For most of us, work and family obligations leave little time for much else. But getting fit is probably something you want to do and is certainly something you should do. You may even be someone that trained your whole life, but like all aging athletes, you no longer have the time to dedicate or injuries have limited your exercise options. Regardless of your fitness experience, chances are you’re seeking a training program and diet that is based on the latest in fitness and nutrition science, that is easy to follow and gets real results in an efficient manner. In other words, which fitness regimen will take the least amount of time each day while producing the greatest health benefits that include improving cardiovascular health, building physical strength and dexterity, firing up fat metabolism, maintaining and enhancing functional longevity, and - something most people do not consider - improving the levels of key hormone.
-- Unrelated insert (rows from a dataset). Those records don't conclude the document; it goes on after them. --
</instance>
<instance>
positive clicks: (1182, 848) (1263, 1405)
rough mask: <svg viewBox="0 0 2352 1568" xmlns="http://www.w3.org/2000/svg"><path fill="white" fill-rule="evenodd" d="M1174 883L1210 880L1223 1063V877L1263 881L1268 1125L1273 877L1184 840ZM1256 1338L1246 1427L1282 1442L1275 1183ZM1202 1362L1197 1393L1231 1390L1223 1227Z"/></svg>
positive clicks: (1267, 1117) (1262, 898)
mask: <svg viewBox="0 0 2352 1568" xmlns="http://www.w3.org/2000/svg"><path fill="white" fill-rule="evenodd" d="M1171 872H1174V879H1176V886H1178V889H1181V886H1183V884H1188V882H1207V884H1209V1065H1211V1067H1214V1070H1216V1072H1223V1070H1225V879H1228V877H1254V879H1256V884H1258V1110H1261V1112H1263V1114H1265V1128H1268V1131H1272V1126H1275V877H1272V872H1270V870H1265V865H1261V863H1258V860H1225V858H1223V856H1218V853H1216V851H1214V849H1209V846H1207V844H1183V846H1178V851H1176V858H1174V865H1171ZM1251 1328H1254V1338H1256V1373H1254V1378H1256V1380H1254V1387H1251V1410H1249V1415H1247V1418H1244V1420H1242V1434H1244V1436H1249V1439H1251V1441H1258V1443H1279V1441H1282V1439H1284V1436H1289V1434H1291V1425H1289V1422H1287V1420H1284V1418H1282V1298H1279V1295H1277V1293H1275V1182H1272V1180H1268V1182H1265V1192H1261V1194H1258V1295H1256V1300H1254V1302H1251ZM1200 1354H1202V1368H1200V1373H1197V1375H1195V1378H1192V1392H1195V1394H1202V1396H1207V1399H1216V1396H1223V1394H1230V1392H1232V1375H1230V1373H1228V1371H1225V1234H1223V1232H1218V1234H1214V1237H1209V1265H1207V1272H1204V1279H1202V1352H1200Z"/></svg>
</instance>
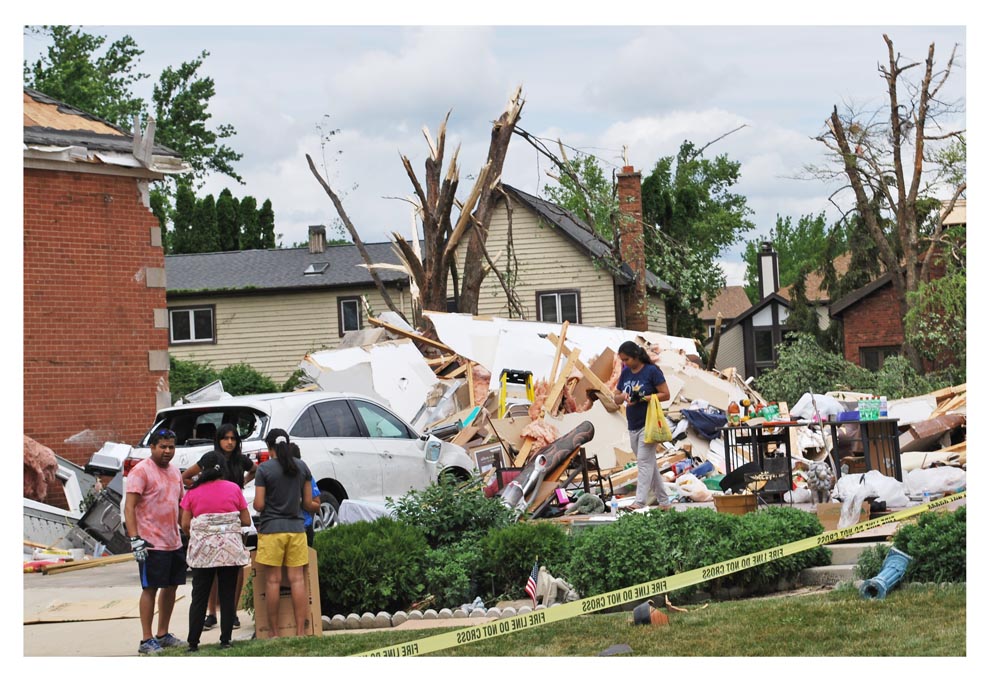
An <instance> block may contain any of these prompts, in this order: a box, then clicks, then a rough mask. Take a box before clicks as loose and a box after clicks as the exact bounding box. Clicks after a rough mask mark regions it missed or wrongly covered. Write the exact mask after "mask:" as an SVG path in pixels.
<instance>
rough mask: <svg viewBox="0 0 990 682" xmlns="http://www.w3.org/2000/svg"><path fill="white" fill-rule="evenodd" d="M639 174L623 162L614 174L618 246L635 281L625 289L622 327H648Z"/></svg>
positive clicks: (632, 329)
mask: <svg viewBox="0 0 990 682" xmlns="http://www.w3.org/2000/svg"><path fill="white" fill-rule="evenodd" d="M641 178H642V176H641V175H640V173H638V172H636V171H634V170H633V167H632V166H623V168H622V172H621V173H619V176H618V196H619V211H621V214H622V215H621V216H620V217H619V248H620V249H621V250H622V260H624V261H625V262H626V263H627V264H628V265H629V267H630V268H632V270H633V272H634V273H636V282H635V283H634V284H633V285H632V286H631V287H629V288H627V289H626V290H625V297H624V303H625V309H626V322H625V328H626V329H632V330H634V331H646V330H647V329H649V319H648V318H647V302H646V252H645V246H644V244H643V198H642V183H641Z"/></svg>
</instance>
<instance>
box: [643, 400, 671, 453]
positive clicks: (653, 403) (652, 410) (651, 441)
mask: <svg viewBox="0 0 990 682" xmlns="http://www.w3.org/2000/svg"><path fill="white" fill-rule="evenodd" d="M673 437H674V436H673V434H672V433H671V432H670V426H669V425H668V424H667V418H666V417H665V416H664V414H663V408H662V407H660V398H658V397H657V394H656V393H654V394H653V395H651V396H650V404H649V405H647V407H646V426H644V427H643V442H644V443H665V442H667V441H669V440H670V439H671V438H673Z"/></svg>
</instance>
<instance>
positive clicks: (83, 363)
mask: <svg viewBox="0 0 990 682" xmlns="http://www.w3.org/2000/svg"><path fill="white" fill-rule="evenodd" d="M187 170H188V166H186V165H185V164H183V163H182V161H181V160H180V159H179V157H178V155H177V154H176V153H175V152H173V151H172V150H169V149H167V148H165V147H162V146H160V145H154V144H153V130H151V131H149V132H148V134H147V135H142V134H140V133H138V134H134V135H132V134H131V133H128V132H125V131H123V130H121V129H119V128H117V127H115V126H111V125H109V124H107V123H106V122H104V121H102V120H100V119H98V118H96V117H94V116H91V115H89V114H87V113H85V112H82V111H79V110H78V109H74V108H73V107H70V106H67V105H65V104H63V103H61V102H58V101H56V100H53V99H52V98H50V97H47V96H45V95H43V94H41V93H39V92H37V91H34V90H31V89H28V88H25V89H24V187H23V191H24V199H23V201H24V206H23V208H24V235H23V237H24V262H23V266H24V273H23V275H24V434H25V435H28V436H30V437H31V438H33V439H35V440H36V441H38V442H39V443H42V444H44V445H47V446H48V447H50V448H51V449H53V450H54V451H55V452H56V453H58V454H59V455H61V456H62V457H64V458H65V459H67V460H69V461H71V462H74V463H76V464H84V463H85V462H86V461H87V460H88V459H89V457H90V455H92V453H93V452H94V451H95V450H97V449H99V448H100V447H101V446H102V445H103V443H104V442H105V441H120V442H125V443H127V442H130V443H133V442H136V441H137V440H138V439H139V438H140V437H141V436H143V435H144V433H145V431H146V430H147V428H148V425H149V424H150V423H151V420H152V418H153V417H154V414H155V412H156V410H157V408H159V407H161V406H163V405H167V404H169V402H170V400H169V392H168V318H167V314H166V304H165V268H164V265H165V262H164V260H165V259H164V254H163V252H162V246H161V230H160V228H159V225H158V221H157V219H156V218H155V216H154V215H152V213H151V210H150V209H149V206H148V189H149V188H148V185H149V183H150V182H151V181H153V180H160V179H162V178H163V177H164V174H165V173H170V172H185V171H187Z"/></svg>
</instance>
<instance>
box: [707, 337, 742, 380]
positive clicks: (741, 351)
mask: <svg viewBox="0 0 990 682" xmlns="http://www.w3.org/2000/svg"><path fill="white" fill-rule="evenodd" d="M743 339H744V334H743V328H742V325H737V326H735V327H732V328H731V329H726V330H724V331H723V332H722V334H721V336H719V340H718V356H717V357H716V358H715V366H716V367H717V368H718V369H719V370H722V371H724V370H726V369H728V368H729V367H735V368H736V372H738V373H739V374H740V375H743V377H744V378H745V372H746V351H745V343H744V342H743Z"/></svg>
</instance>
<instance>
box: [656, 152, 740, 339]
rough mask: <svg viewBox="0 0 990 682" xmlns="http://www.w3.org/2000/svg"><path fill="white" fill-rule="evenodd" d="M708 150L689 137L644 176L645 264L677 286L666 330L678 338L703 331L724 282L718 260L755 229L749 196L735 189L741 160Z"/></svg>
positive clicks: (669, 307)
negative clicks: (705, 153) (744, 237)
mask: <svg viewBox="0 0 990 682" xmlns="http://www.w3.org/2000/svg"><path fill="white" fill-rule="evenodd" d="M703 151H704V147H702V148H698V147H696V146H695V145H694V144H693V143H692V142H690V141H687V140H685V141H684V142H683V143H682V144H681V147H680V149H679V150H678V153H677V156H665V157H662V158H660V159H659V160H658V161H657V163H656V165H655V166H654V167H653V171H652V172H651V173H650V174H649V175H648V176H647V177H646V178H645V179H644V180H643V221H644V222H645V223H646V225H647V229H646V230H645V231H644V235H645V238H646V264H647V267H648V268H649V269H651V270H652V271H653V272H654V273H656V274H657V275H658V276H659V277H660V279H662V280H664V281H665V282H667V283H668V284H670V285H671V286H672V287H673V288H674V291H675V293H674V295H673V297H672V298H671V299H670V300H669V306H668V318H667V329H668V331H669V333H670V334H672V335H675V336H687V337H692V336H695V335H696V334H697V333H699V332H700V331H701V323H700V322H699V320H698V317H697V314H698V312H699V311H700V310H701V309H702V308H703V307H704V306H705V302H706V301H710V300H712V299H713V298H714V297H715V296H716V295H717V294H718V292H719V291H720V290H721V289H722V288H723V287H724V286H725V275H724V273H723V272H722V270H721V268H719V267H718V264H717V260H718V258H719V257H720V255H721V254H722V253H723V252H724V251H725V249H727V248H729V247H731V246H732V245H733V244H735V243H737V242H739V241H740V240H741V239H742V237H743V233H745V232H748V231H749V230H752V229H753V223H752V221H750V220H749V218H748V216H749V215H750V214H751V213H752V211H751V210H750V208H749V207H748V206H747V205H746V198H745V197H744V196H742V195H741V194H735V193H733V192H732V191H731V189H732V187H733V185H735V184H736V183H737V182H738V180H739V168H740V164H739V162H737V161H731V160H730V159H729V158H728V157H727V156H726V155H724V154H723V155H719V156H717V157H715V158H714V159H707V158H705V157H704V156H702V153H703Z"/></svg>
Current studies in exercise science have shown that High Intensity Circuit Training (HICT) produce the best results in the shortest period of time.
HICT is often overlooked for more popular steady state sustained effort exercises like running or biking and strength training and muscle building which require resistance training with weights that include long rest periods between sets and exercises. Both of these routines are time consuming and require high volume efforts. If your ambition is to get into the best shape of your life in a short period of time, with all the aforementioned health benefits, then HICT is the best fitness protocol for you. And, to add a level of practicality, HICT can be done with body weight only, allowing you to perform these workouts virtually anywhere. Done as a combination of aerobic and resistance training with little rest in between exercises, HICT workouts maximize fitness gains in a minimal amount of time.
One of the best ways to lose fat is to gain muscle. As we age, we naturally lose muscle mass and with that we lose a key metabolic engine. Muscle increases your metabolic rate, therefore when you pack muscle back on, more calories are burned to maintain the new muscle. By utilizing a HICT workout that includes resistance training exercises using multiple large muscle groups with little rest in between sets, you can improve aerobic and metabolic conditioning. Additionally, as you become stronger and improve your functional fitness, it allows you to be more active and burn even more calories. Couple this with your fired-up metabolism from HICT workouts, you literally become a fat burning machine.
When HICT workouts were compared to steady state regimens, HICT produced, in many cases, greater gains in V˙O2max, a well-established marker of cardiopulmonary health, despite significantly lower volumes of work (1, 2, 3). HICT can decrease insulin resistance as well – a major cause of diabetes. It has been demonstrated that improvements can be made in V˙O2max and insulin resistance with a HICT workout lasting just 4 minutes (3, 4). But to achieve this, an individual would have to workout at an intensity greater than 100% of V˙O2max (3). The American College of Sports Medicine (ACSM) recommends the duration of high-intensity training be at least 20 minutes. Working out at an intensity of at least 80% of V˙O2max for as little as 20 minutes can elicit significant health benefits. (Intensity can be assessed by wearing a heart rate monitor during exercise.)
You no longer have to choose between long duration steady state exercises, like running for miles or spending hours at the gym weight lifting. HICT will activate both muscle hypertrophy and cardiopulmonary conditioning. HICT is a neatly packaged fitness routine that combines aerobic and anaerobic benefits in short duration workouts. It fires up your metabolism, improves important health markers and increases functional longevity. The ratio of health gains to volume of work is greater with a HICT workout compared to any other fitness regimen. The old excuse of not having enough time to get into shape can be put to rest. Trade volume for intensity and get into the best shape of your life.
1. Gibala MJ, Little JP, Essen MV, et al.. Short-term sprint interval versus traditional endurance training: similar initial adaptations in human skeletal muscle and exercise performance. J Physiol. 2006; 575 (3): 901–11.
2. Little JP, Safdar A, Wilkin GP, Ranopolsky MA, Gibala MJ. A practical model of low-volume high-intensity interval training induces mitochondrial biogenesis in human skeletal muscle: potential mechanisms. J Physiol. 2010;588:1011–22.
3. Tabata I, Nishimura K, Kouzaki M, et al. Effects of moderate-intensity endurance and high-intensity intermittent training on anaerobic capacity and VO2max. Med Sci Sports Exerc. 996;28(10):1327–30.
4. Gibala MJ, Little JP. Just HIT it! A time-efficient exercise strategy to improve muscle insulin sensitivity. J Physiol. 2010; 588 (18): 3341–2.